2004-2007 Cadillac CTS-V General Discussion Discussion, P0303 Error Code - Cylinder 3 Misfire in Cadillac CTS-V Series Forum - 2004 - 2007; So I took the V out for a drive today, and everything was running fine. I got onto the highway, ...
- 07-09-11 05:06 PM #1Cadillac Owners Member
- Automobile(s): 2005 CTS-V
- Join Date
- Jan 2011
- Minneapolis MN
P0303 Error Code - Cylinder 3 Misfire
So I took the V out for a drive today, and everything was running fine. I got onto the highway, accelerated a bit to 70 on the entrance ramp, and no problems were apparent. 5 miles down the road I exited the highway, and drove through a parking lot. It seemed to be misfiring, but no check engine light. I could feel it surging/sputtering when trying to lightly accelerate, so I drove gingerly until I got onto my 30 MPH street. I accelerated with about 50-60% throttle through first gear and it was sputtering like mad. Finally the Check engine light came on and Flashed for a while and it was the P0303 - Cylinder 3 Misfire code.
This just started randomly and I have never had this happen before.

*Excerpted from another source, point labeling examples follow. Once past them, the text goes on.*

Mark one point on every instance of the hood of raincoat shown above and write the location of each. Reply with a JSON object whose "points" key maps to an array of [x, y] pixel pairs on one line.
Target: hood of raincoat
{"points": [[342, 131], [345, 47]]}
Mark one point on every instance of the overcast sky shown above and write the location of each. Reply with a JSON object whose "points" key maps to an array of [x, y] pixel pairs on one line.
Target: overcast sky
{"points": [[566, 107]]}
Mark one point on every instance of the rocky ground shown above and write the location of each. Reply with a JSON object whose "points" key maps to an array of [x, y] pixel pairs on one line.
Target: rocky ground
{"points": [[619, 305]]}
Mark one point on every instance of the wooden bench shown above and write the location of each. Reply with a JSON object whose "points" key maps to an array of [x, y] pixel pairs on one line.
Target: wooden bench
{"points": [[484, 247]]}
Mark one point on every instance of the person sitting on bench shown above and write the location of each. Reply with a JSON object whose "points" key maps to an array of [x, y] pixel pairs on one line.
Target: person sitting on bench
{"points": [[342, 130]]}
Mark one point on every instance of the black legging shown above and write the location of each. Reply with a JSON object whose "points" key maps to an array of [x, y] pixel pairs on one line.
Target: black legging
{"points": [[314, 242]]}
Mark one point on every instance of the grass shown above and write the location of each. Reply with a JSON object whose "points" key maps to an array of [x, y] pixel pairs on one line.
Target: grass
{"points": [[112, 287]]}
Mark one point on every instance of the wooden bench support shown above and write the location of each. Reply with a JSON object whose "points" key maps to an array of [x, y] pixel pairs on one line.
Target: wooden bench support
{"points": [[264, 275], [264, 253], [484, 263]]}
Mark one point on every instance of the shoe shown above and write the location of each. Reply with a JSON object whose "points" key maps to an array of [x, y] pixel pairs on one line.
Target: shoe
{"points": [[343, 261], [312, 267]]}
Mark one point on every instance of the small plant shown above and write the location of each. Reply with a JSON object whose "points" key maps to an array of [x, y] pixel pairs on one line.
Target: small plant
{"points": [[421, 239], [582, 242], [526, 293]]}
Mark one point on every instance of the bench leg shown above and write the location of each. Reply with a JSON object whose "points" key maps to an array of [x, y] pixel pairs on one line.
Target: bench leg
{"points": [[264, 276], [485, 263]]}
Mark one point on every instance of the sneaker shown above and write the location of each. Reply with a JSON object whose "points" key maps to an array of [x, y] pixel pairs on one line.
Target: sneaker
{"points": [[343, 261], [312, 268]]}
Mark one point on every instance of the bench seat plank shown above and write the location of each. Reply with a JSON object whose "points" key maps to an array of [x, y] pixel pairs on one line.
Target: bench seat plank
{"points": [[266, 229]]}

I have read a couple of threads and as soon as the car cools down a bit Im going to check the connections to the coil pack on 3 and to the Plug on 3. Hopefully that clears it up. If that doesnt clear it up, what is the next step? Swapping Coil Pack positions and plug wire positions?
Also, Will I cause any damage to the engine with driving to help diagnose this? I dont want to cause any major damage trying to be a shade tree mechanic. Im assuming that I wont cause any permanent damage lightly driving, but scold me if I am wrong...
BTW... Torque is an awesome app for the Droid in conjunction with the Bluetooth OBDII scanner!
- 07-09-11 06:36 PM #2
Re: P0303 Error Code - Cylinder 3 Misfire
If the published misfire diagnostic does not isolate the cause, perform the following suggestions as necessary:
- Perform a fuel injector balance test for all 8 cylinders. If a fuel injector concern exists, it is possible to misfuel an entire bank of the engine, causing multiple cylinders on the same bank to misfire even though the root cause is a single fuel injector.
- Inspect O2 sensor connections on the misfiring bank for corrosion or water intrusion. If water intrusion is found on the right bank, it may be due to the AC Evaporator Condensation dripping onto the O2 sensor harness. If this condition is found, reposition and shield the harness to prevent a repeat concern and repair the connections.
- Check for excessive exhaust backpressure using the restricted exhaust diagnosis.
- Swap the Position 1 O2 sensors side to side to see if the misfires move to the other bank of the engine. If so, replace the O2 sensor.